No.4-3

 人造人間だなんて、まるで悪の組織じみた言い方じゃないかと昔から思っていた。世間では、例えばこの人造人間が兵器でなかった頃には、人間を演じているからアクターだとか、とにかく色んな呼び方がなされていたものだが、今では兵士という言葉そのものが彼女たちを指す言葉となりつつある。例えば、後進国の兵士は生身の人間がそのまま戦っているが、これは大体民兵と称されるし、後方に配置されている民間軍事会社の社員も兵士とは呼ばれない。

 しかし、だからといって人造人間というのは、如何にも安直過ぎてどうも好きになれないし、人間という言葉がついていながら何処か人間的じゃないような、そんな気さえしてくる。

 しかし、どうやらこの名称は、その実態を的確に表したものであるということを、私は今初めて理解した。

「生体標本を使用した、対衝撃テスト……?」

「そうだ。それが君のこれからの研究だ。期間は一ヶ月。それまで標本が生存していた場合、次の研究者に引き継がれる」

 直属の上司になる男は何の感慨もなく、ただ淡々と言葉を紡ぐ。

「待って下さい。まさかここでは、そんな研究をしているんですか」

「勿論。しかしそれだけじゃない。他にも様々な研究を行っている。その研究と試験は、ずっと以前から、それこそ我々コキュートス・アーモリーが兵士を作り始めた頃から行っている実際的な試験だ。兵器の耐久度を測る重要な試験であり、実際に我々が兵士を売り込む際にもっとも必要な、実際的なデータを採取することが出来る」

 上司のその言い方に、私は思わず語気を強めた。

「あまりにも非人道的です。彼女達は兵器である以前に人間なのですよ。それを何故!」

「君、えっと……イレーヌ・ブロイ君だったかな。その考えについては理解も出来るし、ある種の共感もある。私だって人造でないにせよ、一人の人間だからな。良心ぐらいは持っているし、それは多少痛みもする」

「なら、どうして?」

「研究というものには、そういった人の感情では割り切れない要素が必ず存在するからだよ……例えば薬物実験では必ずマウス、モルモット、サルと段階を踏んで実験が行われる。しかし、その過程で死亡する実験動物も存在するということだ」

 私が言葉を発する直前、上司は私の口を指でもって制止した。

「我々が取り扱うのはその通り、人間だ。しかし彼女達は人間である以前に兵器であり、兵器である以前に人間だ。ここがこの会社の中枢部であり、彼女達は最大の商品であり最大の機密なのだ。なあ、イレーヌ君。これは試金石なんだよ。つまり、君がこのコキュートス・アーモリーの中枢部で生き、成果を残す研究者に成り得るか否かを判断するための儀式だ。その残酷さを乗り越えてでも研究したいと思える。そんな心を持てないのなら、今すぐにでも君をもっと外側の、別の研究部へ戻そう。しかし、そこが君の終焉。最終到達地点となることは間違いないだろう」

 上司の男には、相反する二つの感情が同居しているように思えた。それはただ人道的な、一般的な人間としての価値観と、研究者としての功利主義的な探究心が、この一人の男性の中に居座り、その主権を巡って争い合っているのだ。

「……分かりました」

 私の答えは一つしかない。ここに来るまでに打ち捨てた数々のもの、耐えざるを得なかった辛苦を思えば、そう答える他ない。

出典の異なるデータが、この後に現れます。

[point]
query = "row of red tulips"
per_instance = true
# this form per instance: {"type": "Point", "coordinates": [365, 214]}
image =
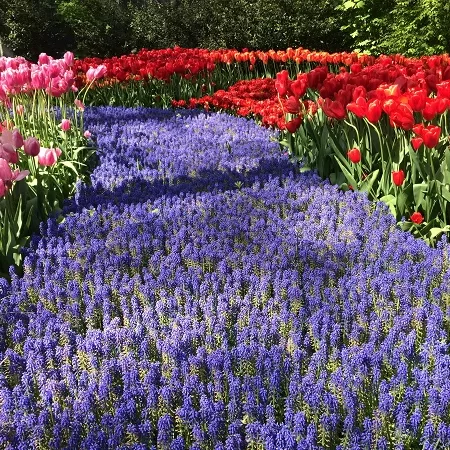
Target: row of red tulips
{"type": "Point", "coordinates": [381, 129]}
{"type": "Point", "coordinates": [374, 124]}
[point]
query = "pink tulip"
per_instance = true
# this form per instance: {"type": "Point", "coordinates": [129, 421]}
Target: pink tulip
{"type": "Point", "coordinates": [17, 138]}
{"type": "Point", "coordinates": [68, 59]}
{"type": "Point", "coordinates": [43, 59]}
{"type": "Point", "coordinates": [7, 141]}
{"type": "Point", "coordinates": [3, 188]}
{"type": "Point", "coordinates": [95, 73]}
{"type": "Point", "coordinates": [65, 125]}
{"type": "Point", "coordinates": [48, 156]}
{"type": "Point", "coordinates": [13, 158]}
{"type": "Point", "coordinates": [19, 174]}
{"type": "Point", "coordinates": [38, 80]}
{"type": "Point", "coordinates": [31, 146]}
{"type": "Point", "coordinates": [5, 170]}
{"type": "Point", "coordinates": [79, 104]}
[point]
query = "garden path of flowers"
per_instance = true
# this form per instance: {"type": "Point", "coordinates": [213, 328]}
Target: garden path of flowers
{"type": "Point", "coordinates": [203, 294]}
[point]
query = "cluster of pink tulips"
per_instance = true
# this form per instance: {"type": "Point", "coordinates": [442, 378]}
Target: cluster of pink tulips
{"type": "Point", "coordinates": [39, 101]}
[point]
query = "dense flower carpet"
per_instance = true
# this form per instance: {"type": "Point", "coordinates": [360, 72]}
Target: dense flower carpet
{"type": "Point", "coordinates": [204, 294]}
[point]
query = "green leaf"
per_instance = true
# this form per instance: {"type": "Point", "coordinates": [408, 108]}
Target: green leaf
{"type": "Point", "coordinates": [418, 191]}
{"type": "Point", "coordinates": [435, 232]}
{"type": "Point", "coordinates": [390, 201]}
{"type": "Point", "coordinates": [347, 174]}
{"type": "Point", "coordinates": [348, 4]}
{"type": "Point", "coordinates": [70, 165]}
{"type": "Point", "coordinates": [367, 183]}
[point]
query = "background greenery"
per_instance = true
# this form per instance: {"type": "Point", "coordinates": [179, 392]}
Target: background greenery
{"type": "Point", "coordinates": [107, 28]}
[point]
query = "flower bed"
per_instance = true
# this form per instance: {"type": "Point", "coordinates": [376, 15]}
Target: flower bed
{"type": "Point", "coordinates": [284, 314]}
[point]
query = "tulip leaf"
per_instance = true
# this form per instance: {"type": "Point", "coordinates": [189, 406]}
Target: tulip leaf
{"type": "Point", "coordinates": [435, 232]}
{"type": "Point", "coordinates": [390, 201]}
{"type": "Point", "coordinates": [418, 192]}
{"type": "Point", "coordinates": [70, 165]}
{"type": "Point", "coordinates": [347, 174]}
{"type": "Point", "coordinates": [367, 183]}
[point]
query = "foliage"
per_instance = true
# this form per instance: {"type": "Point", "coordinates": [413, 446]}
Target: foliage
{"type": "Point", "coordinates": [29, 27]}
{"type": "Point", "coordinates": [412, 28]}
{"type": "Point", "coordinates": [99, 28]}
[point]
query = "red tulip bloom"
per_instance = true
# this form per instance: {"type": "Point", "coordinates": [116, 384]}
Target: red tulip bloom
{"type": "Point", "coordinates": [282, 83]}
{"type": "Point", "coordinates": [333, 109]}
{"type": "Point", "coordinates": [402, 117]}
{"type": "Point", "coordinates": [431, 135]}
{"type": "Point", "coordinates": [416, 217]}
{"type": "Point", "coordinates": [293, 124]}
{"type": "Point", "coordinates": [298, 87]}
{"type": "Point", "coordinates": [359, 107]}
{"type": "Point", "coordinates": [374, 111]}
{"type": "Point", "coordinates": [430, 110]}
{"type": "Point", "coordinates": [416, 143]}
{"type": "Point", "coordinates": [418, 100]}
{"type": "Point", "coordinates": [354, 155]}
{"type": "Point", "coordinates": [292, 105]}
{"type": "Point", "coordinates": [398, 177]}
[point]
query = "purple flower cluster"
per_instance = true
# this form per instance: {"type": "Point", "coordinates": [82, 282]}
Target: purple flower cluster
{"type": "Point", "coordinates": [146, 153]}
{"type": "Point", "coordinates": [280, 315]}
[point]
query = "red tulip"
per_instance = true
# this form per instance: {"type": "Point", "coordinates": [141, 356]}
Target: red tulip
{"type": "Point", "coordinates": [374, 111]}
{"type": "Point", "coordinates": [292, 105]}
{"type": "Point", "coordinates": [333, 109]}
{"type": "Point", "coordinates": [298, 87]}
{"type": "Point", "coordinates": [282, 83]}
{"type": "Point", "coordinates": [416, 143]}
{"type": "Point", "coordinates": [418, 101]}
{"type": "Point", "coordinates": [402, 117]}
{"type": "Point", "coordinates": [293, 124]}
{"type": "Point", "coordinates": [431, 135]}
{"type": "Point", "coordinates": [417, 218]}
{"type": "Point", "coordinates": [430, 110]}
{"type": "Point", "coordinates": [359, 107]}
{"type": "Point", "coordinates": [398, 177]}
{"type": "Point", "coordinates": [354, 155]}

「やります。研究者としての私の能力を、証明してみせます」

 そう答えると、上司の男は何とも言えない、悲喜のうち、そのどちらとも言えない表情をしていた。

 その日の夜、私は眠ることが出来なかった。ベッドの中に潜り込んでいると、私が行おうとしていることについて湧き出る疑問が脳内を埋め尽くし、私に無限の思考を求めてくる。

 お前はあんな非人道的な行いに加担するつもりなのか。お前には人間としての情というものがないのか。私の心の中に居る良心が叫ぶ。

 今まであなたがしてきた努力を考えなさいよ、そう簡単に投げ出せるほどあなたの努力は軽い、安いものだったの。私の中の功利主義が私自身を詰問する。

 それ以外にも、様々な感情が様々な意見を好き勝手に述べては消えていく。私の思考は無限に行われ、睡眠時間がすり減らされていく。

 私はシーツを蹴飛ばして、ベッドから抜け出る。以前、不眠症状が出た時に貰ったまま、使い切れなかった睡眠薬が残っていたことを思い出たのだ。

 私はそれを取り出し、嚥下した。そうしてまたベッドに戻り、目を瞑って暗闇の中へ戻ると、あの騒がしい自問自答の連鎖をそのままに、不思議と私は眠りの森へと歩み出すことが出来た。